Friday, 14 March 2008
Destinations: Curonian Spit - Lithuania
Lithuania's coastline is just 99 km long but it is lined with superb habitats. It is sandy, rather than rocky, and dominated by the Curonian Spit (Kursiu nerija) where there are dunes, scrubland and pinewoods. This strip of sandy beaches and dunes separates the Curonian Lagoon from the Baltic Sea and continues south from Lithuania into the Russian enclave of Kaliningrad. The Lithuanian stretch is about 50 km long and varies in width between 3.8 km (at Cape Bulvikis 4 km northeast of Nida) and just 380 m (near Sarkuva). The main woodland cover is pine, with some spruce, fir, larch, birch and alder, and there is scrub and grassy meadows and heathlands. The spit is a migration bottleneck, mainly in autumn, and in peak periods tens of thousands of pigeons, doves and songbirds pass this way, including various wagtails and pipits, Bluethroat, Siskin, Bullfinch and Lapland and Snow Buntings. The most numerous species (100s of 1000s) are Blue, Great and Long-tailed Tits, Robin, Willow Warbler, Chiffchaff, Wren, Goldcrest, Chaffinch and Brambling. The spit is also the kind of place where "anything can turn up" and rarities for Lithuania here have included Azure Tit and Siberian Accentor.

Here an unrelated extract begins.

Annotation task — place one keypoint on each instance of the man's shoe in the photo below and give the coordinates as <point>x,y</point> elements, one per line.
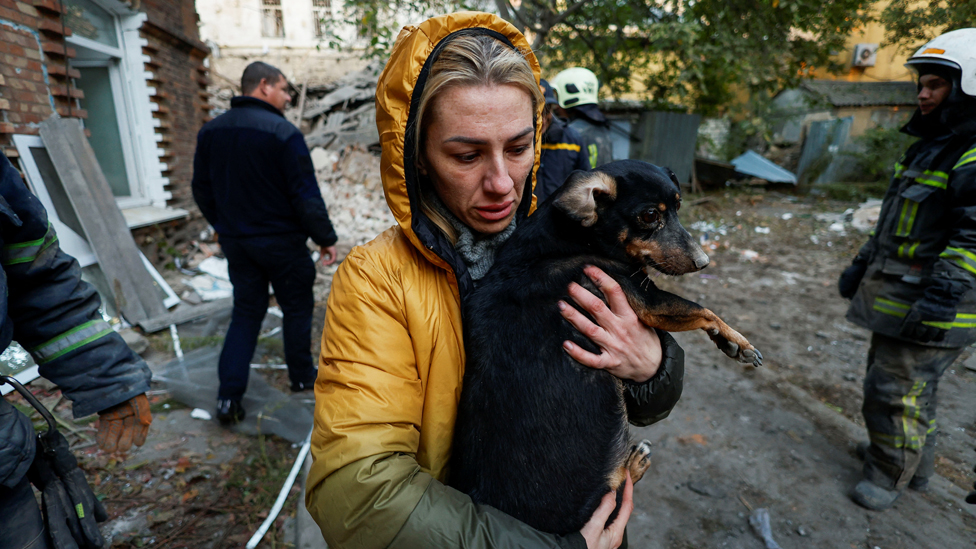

In various periods there are good numbers of storks, 3 species of swan, Tundra and Taiga Bean, Greater White-fronted, Barnacle and dark-bellied Brent Geese, Greater Scaup, Common and Velvet Scoters, Common Goldeneye, Smew, Red-breasted Merganser, Little Gull and Sandwich, Common, Arctic, Little and Black Terns. Raptors include Honey, Common and Rough-legged Buzzards, Merlin and Hen and Montagu's Harriers. The spit is also home to a good range of breeding birds, with Common Shelduck, White-tailed Eagle, Black Kite, Hobby, Corncrake, Spotted and Little Crakes, Dunlin, Greater Ringed Plover, Nightjar, Wryneck, Black and Middle Spotted Woodpeckers, Woodlark, Firecrest, Crested Tit, Tree, Meadow and Tawny Pipits, Serin, Greenish Warbler and Common Rosefinch all here. Herring, Yellow-legged, Common, Lesser Black-backed and Greater Black-backed Gulls are around most of the year. Smiltyne lies at the very northern tip of the spit and Nida at the south. Regular car-ferries run from the mainland at Klaipeda to Smiltyne and take 10 minutes. The spit is a national park (Kursiu Nerija Nacionalinis Parkas) and there is a fee to enter.